The Trouble With The Truth: Review

The Trouble With The Truth (2011)

Director/ Writer: Jim Hemphill

Executive Producers: James W. Hemphill, Nancy Yudchitz

Producers: Daniel Farrands, Thommy Hutson

Cast: Lea Thompson, John Shea, Danielle Harris, Keri Lynn Pratt

♦ ♦ ♦ ♦ out of 5


While attending the 2012 Sedona International Film Festival it was impossible to ignore the definite buzz in the air about Writer/ Director Jim Hemphill’s new film The Trouble with the Truth, which proved to be a bonafide crowd pleaser with this year’s festival attendees.

The film centers on divorced couple Robert (John Shea) and Emily (Lea Thompson), initially brought together to discuss their daughter’s impending nuptials. Throughout the course of one evening, (which includes dinner, desert and more than a few drinks), the former couple playfully revisit their differing ideas regarding love and career which, of course, eventually drives the conversation to the inevitable excavation of their failed marriage. By evening’s end their impromptu reunion will lead to a few surprises, a few confessions and, yes, even a few tears.
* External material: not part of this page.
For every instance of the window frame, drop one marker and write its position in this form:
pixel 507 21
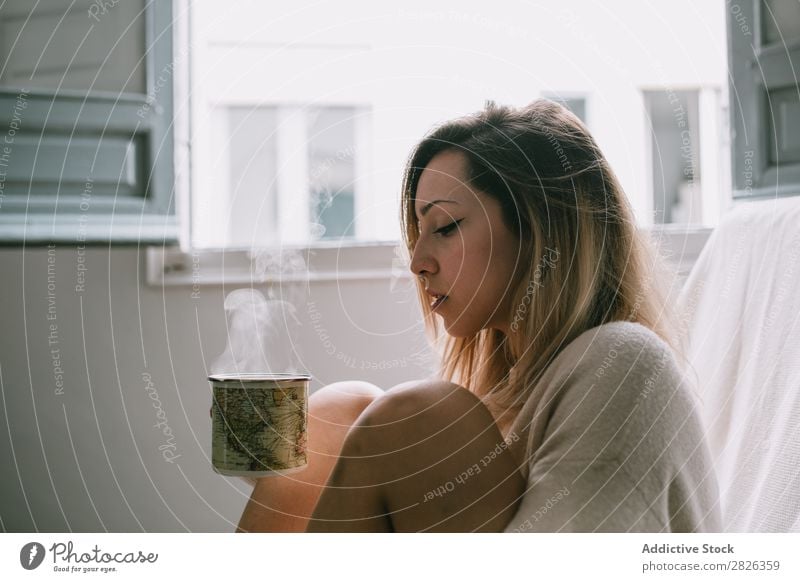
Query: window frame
pixel 148 215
Given the film is basically a continuing conversation, with limited locations and lots of over the shoulder shots, obvious comparisons have been made to that other flick involving a dining duo, My Dinner with Andre, but where that classic film deals in matters mostly cerebral, Hemphill’s sharp and funny screenplay is all heart and, as a result, is a much warmer, intimate and personal film. If …Andre is a “thinking” person’s movie, The Trouble with the Truth is for the “feeling”, and proves to be an honest and thought provoking debate between the heart and the head.

When you’ve got a film that involves a lot more talk than action, casting is a make or break proposition, first and foremost, we need to like them, which I am happy to report we do, quite a bit.

We grow to like Robert quickly, due in large part to John Shea’s handling of Hemphill’s often blunt and hilarious dialog, the actor’s years of experience on film, and more specifically the stage, serves him and the film quite well.

Lea Thompson as Emily, however, is the real surprise. The actresses’ instant like-ability has been the cornerstone of her long and successful career for the last two decades, where the adjectives “cute” and “suburban” have been exhausted by writers with little imagination, but this time around Thompson is given an opportunity to play a modern woman who is perhaps a little deeper, a little more cultured and a lot more eloquent than we’ve seen from her previous roles and the result is nothing short of a revelation. Her performance is both funny and heartbreaking, often simultaneously, and stays with you long after the credits have rolled. 

The many talents of relative newcomer Jim Hemphill are on full display with his brilliant, quotable dialog and thoughtful instincts as a director. The premiss alone, in lesser hands, might have easily degenerated into bad drama and worn out cliche’s, but the Director/ Writer deftly avoids the obvious traps at all costs and delivers a smart, funny and engaging film. Hemphill is definitely one to keep an eye!

Though it is still quite early, The Trouble with the Truth is, by far and away, the best indie I’ve seen this year. I can only hope a distribution deal is coming soon so that you all will have the opportunity to enjoy this one for yourselves.